Title 28, § 1346(b), under which this lawsuit has been brought, provides so far as it is here pertinent:

* * * the district courts, * * * shall have exclusive jurisdiction of civil actions on claims against the United States, for money damages, * * *, for injury or loss of property, or personal injury or death caused by the negligent or wrongful act or omission of any employee of the Government while acting within the scope of his office or employment, under circumstances where the United States, if a private person, would be liable to the claimant in accordance with the law of the place where the act or omission occurred.”

This Court is of the opinion that the doctrine of res ipsa loquitur is properly applied to this case, and accepts the conditions determining applicability of the doctrine as set out in First National Bank of Arizona v. Otis Elevator Co., 2 Ariz.App. 80, 406 P.2d 430, 433, citing Capps v. American Airlines, Inc., 81 Ariz. 232, 234, 303 P.2d 717, 718 (1956), as follows:

“(1) the accident must be of a kind which ordinarily does not occur in the absence of some one’s negligence;
“(2) it must be caused by an agency or instrumentality within the exclusive control of defendant;
“(3) it must not have been due to any volunt ry action on the part of the plaintiff;
“(4) plaintiff must not be in a position to show the particular circumstances which caused the offending agency or instrumentality to operate to his injury.”

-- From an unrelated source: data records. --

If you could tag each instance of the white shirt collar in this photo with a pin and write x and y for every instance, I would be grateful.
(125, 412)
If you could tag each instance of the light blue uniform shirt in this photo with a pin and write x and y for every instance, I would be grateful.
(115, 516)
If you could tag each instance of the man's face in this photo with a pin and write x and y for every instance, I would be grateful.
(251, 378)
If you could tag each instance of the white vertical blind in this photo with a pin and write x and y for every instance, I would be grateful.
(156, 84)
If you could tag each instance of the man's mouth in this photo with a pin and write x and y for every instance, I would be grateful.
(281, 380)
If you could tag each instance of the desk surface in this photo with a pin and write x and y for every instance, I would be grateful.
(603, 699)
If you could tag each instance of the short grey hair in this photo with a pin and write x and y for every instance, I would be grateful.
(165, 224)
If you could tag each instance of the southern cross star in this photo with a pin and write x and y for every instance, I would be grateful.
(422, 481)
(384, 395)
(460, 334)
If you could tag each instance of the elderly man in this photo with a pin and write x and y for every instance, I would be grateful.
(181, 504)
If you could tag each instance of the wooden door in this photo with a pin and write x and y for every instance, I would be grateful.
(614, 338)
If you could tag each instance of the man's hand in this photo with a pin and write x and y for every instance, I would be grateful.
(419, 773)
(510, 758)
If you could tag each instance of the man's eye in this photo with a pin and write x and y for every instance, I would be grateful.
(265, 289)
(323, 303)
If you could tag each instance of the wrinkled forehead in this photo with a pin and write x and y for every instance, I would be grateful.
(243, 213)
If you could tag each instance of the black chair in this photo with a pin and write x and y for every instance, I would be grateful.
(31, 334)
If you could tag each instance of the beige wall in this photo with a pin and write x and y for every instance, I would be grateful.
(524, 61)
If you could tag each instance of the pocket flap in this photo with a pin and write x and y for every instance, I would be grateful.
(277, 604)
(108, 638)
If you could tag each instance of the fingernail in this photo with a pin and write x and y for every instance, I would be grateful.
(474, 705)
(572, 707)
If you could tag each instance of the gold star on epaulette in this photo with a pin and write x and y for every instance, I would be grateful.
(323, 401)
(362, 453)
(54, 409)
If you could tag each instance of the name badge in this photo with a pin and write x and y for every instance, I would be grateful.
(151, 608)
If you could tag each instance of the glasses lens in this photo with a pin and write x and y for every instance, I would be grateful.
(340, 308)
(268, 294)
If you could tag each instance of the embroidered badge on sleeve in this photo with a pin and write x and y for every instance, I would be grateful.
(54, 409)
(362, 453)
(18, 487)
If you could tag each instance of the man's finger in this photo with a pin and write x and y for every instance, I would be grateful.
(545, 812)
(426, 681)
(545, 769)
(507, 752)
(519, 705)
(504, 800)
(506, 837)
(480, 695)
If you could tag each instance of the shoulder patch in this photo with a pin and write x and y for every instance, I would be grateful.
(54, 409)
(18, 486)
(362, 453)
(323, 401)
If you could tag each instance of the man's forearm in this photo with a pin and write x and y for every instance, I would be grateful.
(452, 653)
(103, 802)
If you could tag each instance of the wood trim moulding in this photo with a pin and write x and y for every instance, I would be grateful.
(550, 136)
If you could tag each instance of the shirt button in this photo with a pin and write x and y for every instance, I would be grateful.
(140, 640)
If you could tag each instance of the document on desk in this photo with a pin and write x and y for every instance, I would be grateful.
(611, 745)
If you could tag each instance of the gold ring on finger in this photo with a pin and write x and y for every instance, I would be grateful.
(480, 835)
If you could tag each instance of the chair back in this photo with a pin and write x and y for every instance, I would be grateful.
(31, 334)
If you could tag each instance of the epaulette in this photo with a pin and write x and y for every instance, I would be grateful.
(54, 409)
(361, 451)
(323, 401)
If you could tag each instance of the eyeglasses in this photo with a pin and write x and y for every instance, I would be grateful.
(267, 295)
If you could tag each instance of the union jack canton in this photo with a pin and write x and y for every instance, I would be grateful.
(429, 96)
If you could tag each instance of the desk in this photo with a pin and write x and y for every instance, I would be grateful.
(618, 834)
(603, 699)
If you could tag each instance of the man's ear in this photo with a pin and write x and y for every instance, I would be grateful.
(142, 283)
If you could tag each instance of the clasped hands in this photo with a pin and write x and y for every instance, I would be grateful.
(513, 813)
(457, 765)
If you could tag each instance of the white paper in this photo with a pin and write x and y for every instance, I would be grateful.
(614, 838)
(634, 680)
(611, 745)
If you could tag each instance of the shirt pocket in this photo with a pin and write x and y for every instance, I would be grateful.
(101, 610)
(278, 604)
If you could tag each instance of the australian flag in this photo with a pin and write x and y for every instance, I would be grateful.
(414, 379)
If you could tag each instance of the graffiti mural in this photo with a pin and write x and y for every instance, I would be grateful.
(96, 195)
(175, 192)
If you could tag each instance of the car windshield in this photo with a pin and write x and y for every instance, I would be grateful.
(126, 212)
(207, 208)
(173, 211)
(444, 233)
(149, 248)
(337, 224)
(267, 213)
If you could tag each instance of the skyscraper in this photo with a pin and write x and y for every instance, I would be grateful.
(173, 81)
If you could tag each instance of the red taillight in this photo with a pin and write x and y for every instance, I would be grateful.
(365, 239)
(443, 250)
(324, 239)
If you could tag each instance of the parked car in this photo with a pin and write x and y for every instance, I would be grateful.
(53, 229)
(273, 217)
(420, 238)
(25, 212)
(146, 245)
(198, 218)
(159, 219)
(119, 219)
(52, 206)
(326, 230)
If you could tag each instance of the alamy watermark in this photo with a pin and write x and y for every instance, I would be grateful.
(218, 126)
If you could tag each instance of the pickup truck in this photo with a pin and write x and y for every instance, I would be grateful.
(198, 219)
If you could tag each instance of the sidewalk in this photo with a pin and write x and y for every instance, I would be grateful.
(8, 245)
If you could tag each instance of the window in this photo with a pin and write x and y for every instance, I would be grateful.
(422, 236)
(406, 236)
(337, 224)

This Court has no difficulty with paragraphs (1), (2) and (4), but the plaintiff’s case must fail since she cannot meet the test outlined in paragraph (3). In the view of this Court the plaintiff Anna L. Young, on July 13, 1965, a woman of 76 years, 5 feet, 3 inches in height, weighing some 175 pounds, with a cataract on one eye, with both legs bandaged to the knees and carrying a cane, was simply momentarily ■ startled or frightened by the noise of the elevator door, apparently spun around and fell to the floor, injuring her right hip. The evidence to support Anna Young’s being struck by the elevator door is not nearly so persuasive as the evidence that she was startled and may have by her own action struck the door as she turned and fell. That Anna L. Young was herself negligent admits of little doubt. Her age and physical condition, as heretofore set out, would indicate the necessity of exercising greater care for her personal safety than she displayed. There is no competent evidence of malfunction of the elevator in question just before, during or after the accident of July 13,1965.

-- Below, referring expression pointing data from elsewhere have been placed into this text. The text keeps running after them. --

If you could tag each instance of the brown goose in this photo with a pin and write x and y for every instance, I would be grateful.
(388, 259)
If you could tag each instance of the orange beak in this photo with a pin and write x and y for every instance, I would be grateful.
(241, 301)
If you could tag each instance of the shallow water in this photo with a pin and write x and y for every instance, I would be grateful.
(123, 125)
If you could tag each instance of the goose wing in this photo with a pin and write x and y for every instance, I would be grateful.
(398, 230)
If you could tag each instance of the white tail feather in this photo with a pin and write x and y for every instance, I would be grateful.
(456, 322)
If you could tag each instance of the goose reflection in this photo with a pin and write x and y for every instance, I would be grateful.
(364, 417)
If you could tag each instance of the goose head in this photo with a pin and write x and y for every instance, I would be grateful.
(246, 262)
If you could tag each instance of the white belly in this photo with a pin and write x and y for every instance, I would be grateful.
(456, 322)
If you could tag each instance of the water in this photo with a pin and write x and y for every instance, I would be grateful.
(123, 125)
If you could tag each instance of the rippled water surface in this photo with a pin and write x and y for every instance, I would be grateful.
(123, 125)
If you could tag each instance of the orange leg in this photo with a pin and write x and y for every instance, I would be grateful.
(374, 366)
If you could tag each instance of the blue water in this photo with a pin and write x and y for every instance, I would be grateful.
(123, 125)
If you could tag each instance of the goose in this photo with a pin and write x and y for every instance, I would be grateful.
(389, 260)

Plaintiffs’ counsel in final argument sought to hoist us on our own judicial petard by citing to us a case we tried to a jury in 1958, Swanson v. Hill, D.C., 166 F.Supp. 296. That case involved surgery upon the body of a woman in whom it was later discovered the surgeons had negligently failed to remove a Kelly forceps approximately six and one-half inches long. This Court submitted that case to a jury under the doctrine of res ipsa loquitur. The jury awarded plaintiffs damages and the verdict was never appealed. There is no possible equation of Swanson with the case at bar, save and except the use of the doctrine itself.

This is a distressing type of case, involving as it does a woman of advanced years, partially disabled at the time of this unfortunate occurrence, and nearly totally disabled at the time of trial. But *331the law does not permit either its judges or its juries to be governed by sympathy, prejudice or public opinion.

The Court is of the view that under any theory advanced by the plaintiffs in this litigation they have failed to sustain the burden imposed by law upon them, and that the defendant is entitled as a matter of fact and of law to have the suit dismissed.

Counsel for the United States will prepare and submit to the Clerk of this Court a judgment for dismissal of this action against the United States without costs to any party.

This, memorandum opinion is considered in compliance with Fed.Rules Civ. Proc. 52(a), 28 U.S.C.A.